A Further Examination of the Topic

The discussion is going strong over on the Knight Agency Blog, but rather than open my big trap over there, I’m going to do it here, where I have free reign to be as long-winded and argumentative as I’d like. 😉

An anonymous poster asked Deidre about what age constituted YA, and she responded with:

…age cut off is variable right now. When I shopped out Diana Peterfreund’s new book and series, we had offers on it as both adult and YA. Her main protagonist is a junior in college. I think there’s a real “middle zone” right now, and it depends somewhat on tone and material of the work.

Tone, material, and market. Everyone knows that children read up. The market for, say, Seventeen magazine is 12-14 year olds. Dorchester’s Smooch line features books with kids who are 15 and 16, but is read mostly by kids who are 10-12. Berkley’s Jam line is supposed to be aimed a little older, maybe for 13 and 14 year olds? (Marianne?) Nephele was right earlier when she said that YA is categorized more by the age of the characters than the age of the readers. 10 year olds are what the industry calls “middle grade.” there’s a guy in my RWA chapter who writes historical middle-grade novels for boys. These are the books you read in 4,5 and 6th grade. It’s the difference between the Lois Lowrys and the Caroline B. Cooneys.

I did get offers from both young adult and adult houses, but I’m very glad things panned out in the way they did. The YA houses had more questions about the tone and material of my work. The characters are very free in their “sex talk” — more like adult characters would be than children. But that’s who they are. Juniors and seniors in college. They don’t live with their parents anymore, they have their own apartments, they’re legal to drink, and though sex is still a really big deal to them (like it was to me at 21), most of them have already been around the block a few times, sexually speaking. At that age, many of the issues that populate YA books: underage drinking and sex, parental relations, sibling rivalry, first love, are not something that my characters are concerned about.

But college years are a transitional time, so many other adolescent issues do come to the forefront, though in a slightly different way. The characters still think about cliques, of course, and popularity, though there’s less of a sense of there being a “popular” crowd, and more of a sense of their being various social circles with little interaction between them, much like the adult world. The issue of parental control has a big part in the book, though it is more a question of, “Should my parents be controlling my choices any longer?” Again, these are not minors who are living at home, and the only hold their parents have on them is financial — their only means of control is to pull the plug on tuition. Of course, the biggest question in the book is about finding one’s identity, which is huge in YA, and huge in every other kind of fiction as well. Chick lit is all about the female search for self. So I don’t think that question is necessarily a YA one — you can find yourself at 50, too.

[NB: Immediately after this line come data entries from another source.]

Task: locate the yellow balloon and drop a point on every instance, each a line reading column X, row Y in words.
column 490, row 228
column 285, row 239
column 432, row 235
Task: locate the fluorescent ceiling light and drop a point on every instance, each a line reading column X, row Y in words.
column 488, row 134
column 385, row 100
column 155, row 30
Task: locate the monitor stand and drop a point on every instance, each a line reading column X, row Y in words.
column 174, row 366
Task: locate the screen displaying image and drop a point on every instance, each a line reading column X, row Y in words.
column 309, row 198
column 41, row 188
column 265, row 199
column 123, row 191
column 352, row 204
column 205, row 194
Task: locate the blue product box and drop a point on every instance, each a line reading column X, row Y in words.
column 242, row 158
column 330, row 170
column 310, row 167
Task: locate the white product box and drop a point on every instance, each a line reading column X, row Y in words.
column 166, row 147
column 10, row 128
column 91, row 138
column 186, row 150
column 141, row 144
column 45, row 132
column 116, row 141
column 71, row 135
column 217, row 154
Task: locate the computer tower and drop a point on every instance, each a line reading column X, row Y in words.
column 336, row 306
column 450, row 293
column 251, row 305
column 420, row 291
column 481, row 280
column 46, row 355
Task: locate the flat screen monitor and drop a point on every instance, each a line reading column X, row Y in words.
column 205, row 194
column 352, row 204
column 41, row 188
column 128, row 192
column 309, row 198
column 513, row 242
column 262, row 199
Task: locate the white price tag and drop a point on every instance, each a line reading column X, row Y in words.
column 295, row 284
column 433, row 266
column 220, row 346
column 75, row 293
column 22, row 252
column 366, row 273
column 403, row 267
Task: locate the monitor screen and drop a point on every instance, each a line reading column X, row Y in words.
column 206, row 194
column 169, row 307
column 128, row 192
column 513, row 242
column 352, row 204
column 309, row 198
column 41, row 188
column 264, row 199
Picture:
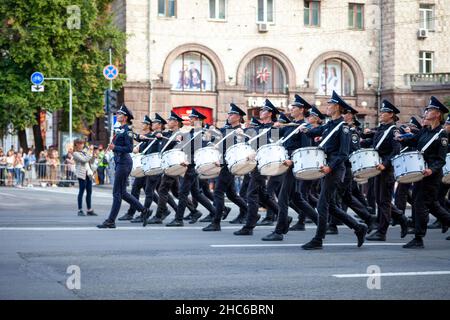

So I guess the final answer is that my books are truly about young adults making that last transitional step from adolescence to adulthood.

Even before I started shopping the book, a friend who writes YA told me that she didn’t know if it was really YA — a very astute observation. One house initially asked us if we would consider changing the characters to be freshmen in college.

(By the way, the answer to a question like that is always, “That’s a possibility,” even if what you want to say is, “Hell no! You get tapped into a secret society your senior year, after they see what you can do! That would change the verisimilitude of the whole project!”)

But mostly we were questioned about “the sex talk” which surprised me, since I wrote the book in the voice of a 21 year old, taking into account the way a 21 year old would talk about sex. And I’ve read Judy Blume. I’ve read Gossip Girls. I didn’t think I was getting out of line. But apparently, 18 year olds talking about sex as something salacious and shocking and most of all, new is something entirely different than 21 year olds using the exact same words to describe something they’ve been doing for three years. It’s an interesting distinction, and one that bears further examination down the line (as in, when I’m out from under the humid atmospheric pressure of my current deadlines).

Bantam was one of the houses that liked the story exactly how I wrote it. In fact, from my first conversation with my fabulous WiseEditor ™ Kerri Buckley, I knew that she understood my story and my heroine on an elemental level, knew without being told that it wasn’t about teens, and it wasn’t about grown ups, but it was about that difficult moment in college when you’re neither and both, and unsure which you want, anyway.